Quando acabou de dar lustro aos sapatos, endireitou-se e puxou o colete para baixo. Em seguida, tirou rapidamente uma moeda do bolso.
- Olha, Lily - disse ele, metendo-lha nas mãos. - É a altura do Natal, não é?.. Aqui tens uma pequenina...
- Oh!... não senhor!... – gritou a rapariga, indo atrás dele. - Na verdade, não posso aceitar...
- Estamos no Natal! Estamos no Natal! - exclamou Gabriel, subindo a correr as escadas e acenando-lhe com a mão, em ar suplicante.
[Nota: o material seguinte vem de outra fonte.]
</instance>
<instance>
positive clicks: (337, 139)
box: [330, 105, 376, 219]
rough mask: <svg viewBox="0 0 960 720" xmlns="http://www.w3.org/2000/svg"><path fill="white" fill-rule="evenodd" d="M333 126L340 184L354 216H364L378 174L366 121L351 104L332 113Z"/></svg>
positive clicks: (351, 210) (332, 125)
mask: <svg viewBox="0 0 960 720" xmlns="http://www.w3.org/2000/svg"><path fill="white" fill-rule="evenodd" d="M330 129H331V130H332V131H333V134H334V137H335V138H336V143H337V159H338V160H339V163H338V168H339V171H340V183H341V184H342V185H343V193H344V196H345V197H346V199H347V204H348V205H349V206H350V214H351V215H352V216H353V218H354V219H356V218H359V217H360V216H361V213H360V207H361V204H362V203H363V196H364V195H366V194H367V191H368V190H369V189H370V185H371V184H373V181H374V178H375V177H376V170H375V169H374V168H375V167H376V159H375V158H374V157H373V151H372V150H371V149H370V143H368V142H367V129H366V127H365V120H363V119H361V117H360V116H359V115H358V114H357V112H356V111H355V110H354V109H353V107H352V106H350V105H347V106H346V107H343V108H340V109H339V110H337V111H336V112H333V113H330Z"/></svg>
- Bem, muito obrigada, senhor!...
Esperou à porta da sala até que a valsa terminasse, ouvindo o barulho dos pés e das saias. Ainda estava indisposto com a resposta amarga da rapariga, que lhe trouxe uma tristeza que ele procurou dissipar, arranjando os punhos e o laço da gravata. Depois, tirou da algibeira do colete um pequeno papel e olhou para o rascunho que preparara para o seu discurso. Sentia uma certa indecisão, versando acerca das ideias de Robert Browning, porque temia que fossem superiores ao alcance dos ouvintes. Qualquer passagem que eles pudessem reconhecer como pertencendo a Shakespeare ou às Melodies teria sido melhor. A maneira pouco delicada como os homens batiam com as solas e os saltos dos sapatos no chão, fizera-lhe lembrar que o grau de cultura deles diferia bastante do seu. Tornar-se-ia unicamente ridículo, recitando versos que eles não podiam compreender. Pensariam que se estava a «dar ares», por ter uma educação superior. Falharia ali, do mesmo modo que falhara com a rapariga, na copa. Adoptara um tom falso. O seu discurso era um engano, do princípio ao fim; seria um fracasso.
Justamente nessa ocasião, sua mulher e suas tias saíram do toilette. As tias eram duas velhotas baixas e vulgares. A tia Julia, um pouco mais alta, usava o cabelo, já grisalho, penteado sobre as orelhas; apesar de ser de construção robusta e de se conservar direita, os olhos pequenos e os lábios apertados davam a impressão de uma mulher que não sabia onde estava nem para onde ia.
A tia Kate era mais viva. O seu rosto, mais saudável, estava cheio de vincos e de rugas, como se fora uma maçã encarquilhada, e o cabelo, penteado da mesma forma antiquada que o da sua irmã, ainda não perdera certas tonalidades acastanhadas.
Ambas beijaram Gabriel. Era o sobrinho favorito, o filho da irmã mais velha, Ellen, que já morrera e fora casada com T. J. Conroy, de Port and Docks.
- Gretta disse-me que esta noite não voltariam a Monkstown - disse a tia Kate.